Wirtualna turystyka winiarska w czasach pandemii

Anonim

winnice

Wirtualna turystyka winiarska w czasach pandemii

Niezłe rozwiązanie zacznij w świecie winiarni i wejdź dosłownie w ich magazyny produkcyjne lub starzejące się, ich sale degustacyjne… Pandemia ma bardzo ograniczone możliwości poruszania się, ale przynajmniej my, inicjowani i amatorzy wina, mamy możliwość poruszania myszą w górę i w dół oraz wirtualnie odwiedź niektóre hiszpańskie winnice.

Wyobraź sobie przez chwilę, że panuje globalna pandemia. Że wszystko jest sparaliżowane, strach zalewa ulice, a rządy decydują się na podjęcie drastycznych kroków. Wymyślmy, że zamykają nas w domu na kilka dni, nie mogąc wyjść, chyba że po to, żeby zrobić zakupy, wyprowadzić psa lub z jakiegoś powodu. Wyobraźmy sobie, że wszystkie nasze plany podróży, zwiedzania miast, nieznanych krajów idą na marne, bo nie wiemy, jak długo to potrwa.

Kontynuujmy rozbudzoną wyobraźnię i pomyślmy, że w tym scenariuszu zaczynamy pić wino w domu i nagle żuk nas gryzie. To jest fajne, chcę wiedzieć więcej, chcę odwiedzić winnice… odwiedzić winnice, hmmm. Nie, teraz nie możesz. Ale chcę odwiedzić niektóre, zobaczyć, co tam jest, jak wyglądają magazyny beczek... I pomyśleliśmy o przeszukaniu internetu w poszukiwaniu informacji "na kiedy to się skończy"... ale to jeszcze nie koniec.

„Chodź, nadal możesz je odwiedzać z daleka. Jeśli mogę porozmawiać z rodzicami na Zoomie, być może są tam magazyny widoczne z ekranu”, Być może daje nam to do myślenia.

I okazuje się, że tak, są.

Okazuje się też, że pandemia, zamknięcie, nuda i danie trochę więcej wina nie było kwestią wyobraźni. I oczywiście nie było też tak, że niektóre wytwórnie win nie miały innego wyjścia, jak… szukaj życia, aby nadal przyciągać uwagę podróżnika.

Niektóre wizyty to autentyczne zanurzenie się w winnicy, takie jak ta zaproponowana w nowatorski sposób przez Rodzina Fernandez Rivera, za pomocą systemu poruszającego się między rzeczywistością wirtualną a rozszerzoną: Możesz odwiedzić dowolną z trzech winnic grupy, a nawet swój hotel, po prostu klikając.
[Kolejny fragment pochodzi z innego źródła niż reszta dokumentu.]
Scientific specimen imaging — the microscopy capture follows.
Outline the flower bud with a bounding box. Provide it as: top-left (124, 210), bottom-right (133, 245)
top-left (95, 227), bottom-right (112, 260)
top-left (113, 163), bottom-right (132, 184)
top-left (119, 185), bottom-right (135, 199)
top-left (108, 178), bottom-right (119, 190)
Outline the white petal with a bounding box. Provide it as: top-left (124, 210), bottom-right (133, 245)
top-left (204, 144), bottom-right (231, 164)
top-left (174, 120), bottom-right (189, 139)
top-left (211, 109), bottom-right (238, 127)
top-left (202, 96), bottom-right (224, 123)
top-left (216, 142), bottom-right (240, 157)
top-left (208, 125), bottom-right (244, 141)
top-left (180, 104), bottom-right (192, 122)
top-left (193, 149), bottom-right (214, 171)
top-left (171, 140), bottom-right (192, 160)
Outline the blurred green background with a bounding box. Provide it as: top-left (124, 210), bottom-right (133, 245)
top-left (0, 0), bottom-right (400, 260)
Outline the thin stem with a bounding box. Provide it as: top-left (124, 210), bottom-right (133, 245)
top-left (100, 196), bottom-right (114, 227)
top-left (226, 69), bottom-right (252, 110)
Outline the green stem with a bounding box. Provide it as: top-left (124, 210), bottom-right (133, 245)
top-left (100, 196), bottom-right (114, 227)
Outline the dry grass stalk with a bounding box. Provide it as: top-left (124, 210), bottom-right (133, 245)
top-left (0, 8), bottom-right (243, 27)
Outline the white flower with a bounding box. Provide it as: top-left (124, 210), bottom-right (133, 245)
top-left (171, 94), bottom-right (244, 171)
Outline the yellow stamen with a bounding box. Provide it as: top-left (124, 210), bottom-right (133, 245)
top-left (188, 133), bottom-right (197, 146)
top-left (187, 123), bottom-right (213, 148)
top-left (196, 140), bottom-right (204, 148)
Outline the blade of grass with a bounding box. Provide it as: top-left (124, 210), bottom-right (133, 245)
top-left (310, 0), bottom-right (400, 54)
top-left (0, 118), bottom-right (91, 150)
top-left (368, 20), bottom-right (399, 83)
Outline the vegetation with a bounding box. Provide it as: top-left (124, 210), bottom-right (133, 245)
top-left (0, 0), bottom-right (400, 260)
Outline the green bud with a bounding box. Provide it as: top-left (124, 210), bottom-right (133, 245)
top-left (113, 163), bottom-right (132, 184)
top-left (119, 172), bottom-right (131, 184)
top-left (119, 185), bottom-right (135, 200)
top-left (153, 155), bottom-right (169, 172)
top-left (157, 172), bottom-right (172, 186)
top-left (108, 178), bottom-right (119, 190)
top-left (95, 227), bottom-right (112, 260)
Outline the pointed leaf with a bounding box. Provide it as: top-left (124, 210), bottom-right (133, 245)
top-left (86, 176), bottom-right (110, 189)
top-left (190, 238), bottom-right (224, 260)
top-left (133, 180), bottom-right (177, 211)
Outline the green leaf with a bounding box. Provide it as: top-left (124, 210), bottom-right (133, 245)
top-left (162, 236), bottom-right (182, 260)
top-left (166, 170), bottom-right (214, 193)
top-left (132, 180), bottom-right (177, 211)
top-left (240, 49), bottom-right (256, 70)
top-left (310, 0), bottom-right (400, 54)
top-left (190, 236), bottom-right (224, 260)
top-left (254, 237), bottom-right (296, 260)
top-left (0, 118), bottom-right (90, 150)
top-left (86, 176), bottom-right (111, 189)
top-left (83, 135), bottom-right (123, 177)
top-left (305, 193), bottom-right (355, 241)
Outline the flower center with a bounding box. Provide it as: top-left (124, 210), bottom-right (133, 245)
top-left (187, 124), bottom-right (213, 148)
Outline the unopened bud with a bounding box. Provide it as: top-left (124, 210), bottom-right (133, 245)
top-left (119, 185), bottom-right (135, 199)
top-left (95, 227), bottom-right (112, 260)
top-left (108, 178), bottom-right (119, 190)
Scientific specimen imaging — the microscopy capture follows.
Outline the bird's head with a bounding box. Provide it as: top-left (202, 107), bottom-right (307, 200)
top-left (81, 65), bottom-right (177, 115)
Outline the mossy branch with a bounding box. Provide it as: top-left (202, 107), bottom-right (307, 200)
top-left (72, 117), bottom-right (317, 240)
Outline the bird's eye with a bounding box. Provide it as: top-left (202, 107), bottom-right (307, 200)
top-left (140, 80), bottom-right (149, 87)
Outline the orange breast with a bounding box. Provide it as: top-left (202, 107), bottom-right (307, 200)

Trasa informuje o każdym punkcie, w którym kończy się wizyta, wina, leżakowanie, degustacja, najbardziej wyjątkowe butelki w każdym domu... a nawet w sklepie, gdzie oprócz win można kupić słynną ciecierzycę lub ser.

Jeśli wizyta ma Twój hotel w Peñafiel, AF Pesquera, Istnieje również możliwość zwiedzenia wirtualnie jego tawerna, restauracja, a nawet pokoje, chociaż spanie w formie rzeczywistości rozszerzonej nie zostało jeszcze wynalezione.

W restauracji są wskazówki dotyczące łączenia z winami domowymi, a nawet kilka przepisów szefa kuchni hotelowego, Óscara Garcíi. w jego tawernie jest opcja na wynos zajrzeć do menu lub przeczytać informacje o oleju produkowanym przez rodzinę legendarnego winiarza nadrzecznego.

Kiedy gryzie cię robak wina, alternatywą dla wina jest wizyta w winnicy w Marka Jerez, nawet jeśli na razie wirtualnie. Tak Barbadillo, w Sanlucar de Barrameda, to miejsce, z miłym spacerem prowadzonym przez myszkę, gdzie się spotykasz imponujące szopy hodowlane, pełne butów, a nawet degustujące dwa rumianki z ręki enologa winnicy, Montserrat Molina.

Możesz odtworzyć w swoich ogrodach, obserwując z bliska w jaki sposób buty są rozmieszczane w systemie criaderas i soleras, i śnij trochę o zbliżeniu się do zapachu tych piekarniczych aromatów dojrzewających pod kwiatowym welonem.

Jeśli twoja jest Rioja, Marqués de Riscal wyświetla na ekranie komputera jeden ze swoich najczęściej odwiedzanych skarbów, cmentarz butelek, najważniejsza kolekcja starych win na świecie, na wyciągnięcie ręki.

Wyobraź sobie, że przechodzisz przez te winnice i zaczynasz planować swoją podróż. Nie wyobrażaj sobie. Zrób to.